Qui donc commande ? Où est passée l’autorité ? La sienne, celle des dieux, celle de l’Olympe, celle de l’Etat ? Est-elle malade ? En panne ? En morceaux ? Comment les recoller ? Comment restaurer le pouvoir, ou seulement sa représentation, son image, son décor ? Les deux, en fait, se distinguent-ils vraiment ? Peut-être le pouvoir n’est-il nulle part ailleurs que dans sa représentation. Il n’est pas « symbolisé » par la foudre, l’Olympe, le Capitole et tutti quanti. En fait, il est tout entier constitué par les signes qui l’incarnent. Et quand ces signes ne fonctionnent plus, quel est le remède ? Voilà ce qui tourmente Jupiter.
Il a beau tourner et retourner ces interrogations, il ne trouve pas d’issue. Lui vient l’idée de rappeler des Enfers, du séjour des morts, quelques vrais philosophes, histoire de l’aider à voir clair. Il commence par Platon, Aristote, Cicéron, convaincu que c’est un bon début. Mais ils l’ennuient, avec leurs interminables discours sur le bien commun, sur la nécessité de préférer le bonheur de la Cité dans son ensemble à celui des individus en particulier, sur la place des lois et l’impérieux devoir de les faire partout régner sans lacune ni distinction. Ce sont des raseurs, des machines à commenter. Pas des hommes d’action.
Alors, lui qui surplombe les siècles, convoque à son chevet Machiavel. Il s’y connaît en crise et en ruse. Le Florentin lui rappelle que ce qui rend un Prince « méprisable, c’est d’être jugé changeant (…), irrésolu » Il « doit se garder comme d’un écueil » mortel des hésitations et des atermoiements, se souvenir que la guerre, et elle seule, demeure « la vraie profession de quiconque gouverne » Il fait venir encore Baltasar Gracian, le jésuite espagnol du 17e siècle, théoricien du Héros et de l’Art de la prudence, qui lui dit à l’oreille : « Toi qui aspires à la grandeur, écoute bien le conseil : que tous te connaissent, que personne ne te comprenne. » Mais Jupiter sait déjà cela depuis toujours. Ce qu’il cherche est autre chose. Il veut comprendre ce qui lui arrive.

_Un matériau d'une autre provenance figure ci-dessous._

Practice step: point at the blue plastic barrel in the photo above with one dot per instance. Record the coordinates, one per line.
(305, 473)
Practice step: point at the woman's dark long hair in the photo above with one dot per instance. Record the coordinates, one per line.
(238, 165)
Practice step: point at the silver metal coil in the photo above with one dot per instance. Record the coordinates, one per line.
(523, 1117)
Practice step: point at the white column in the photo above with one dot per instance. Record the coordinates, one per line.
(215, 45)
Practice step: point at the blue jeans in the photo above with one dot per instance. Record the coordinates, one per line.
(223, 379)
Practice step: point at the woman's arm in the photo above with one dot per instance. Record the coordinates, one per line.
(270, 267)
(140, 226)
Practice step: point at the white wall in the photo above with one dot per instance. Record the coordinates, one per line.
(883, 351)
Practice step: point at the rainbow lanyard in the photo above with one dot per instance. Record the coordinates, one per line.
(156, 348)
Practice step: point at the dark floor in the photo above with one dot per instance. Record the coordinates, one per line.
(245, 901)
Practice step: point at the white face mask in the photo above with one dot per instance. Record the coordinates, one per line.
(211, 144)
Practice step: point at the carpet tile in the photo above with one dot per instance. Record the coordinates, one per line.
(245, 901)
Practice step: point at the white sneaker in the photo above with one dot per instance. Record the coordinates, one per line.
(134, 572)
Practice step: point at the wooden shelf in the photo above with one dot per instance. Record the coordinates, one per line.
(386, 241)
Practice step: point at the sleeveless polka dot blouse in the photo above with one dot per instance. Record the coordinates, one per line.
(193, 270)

Et, finalement, c’est un vrai choc ! Ce qu’il découvre, en effet, c’est tout simplement que… l’Olympe n’existe pas ! Ce n’est qu’une représentation, une histoire qu’on se raconte, une montagne imaginaire. Pire encore : les dieux ne sont que des hommes, et leur pouvoir une fiction. Elle est capable d’impacter la réalité, certes, mais ce n’est pourtant qu’une fiction. L’espace du politique n’est pas un sommet. Tous ceux qui y travaillent et s’y consacrent ne sont pas en haut, ni ailleurs. Pire que tout : il n’existe en politique ni ancien ni nouveau monde. Tout se joue entre humains, ici et maintenant. Sans distance, sans abri, sans retrait. Voilà pourquoi Jupiter ne se sent pas très bien. Voilà pourquoi l’Olympe n’est plus ce qu’il était.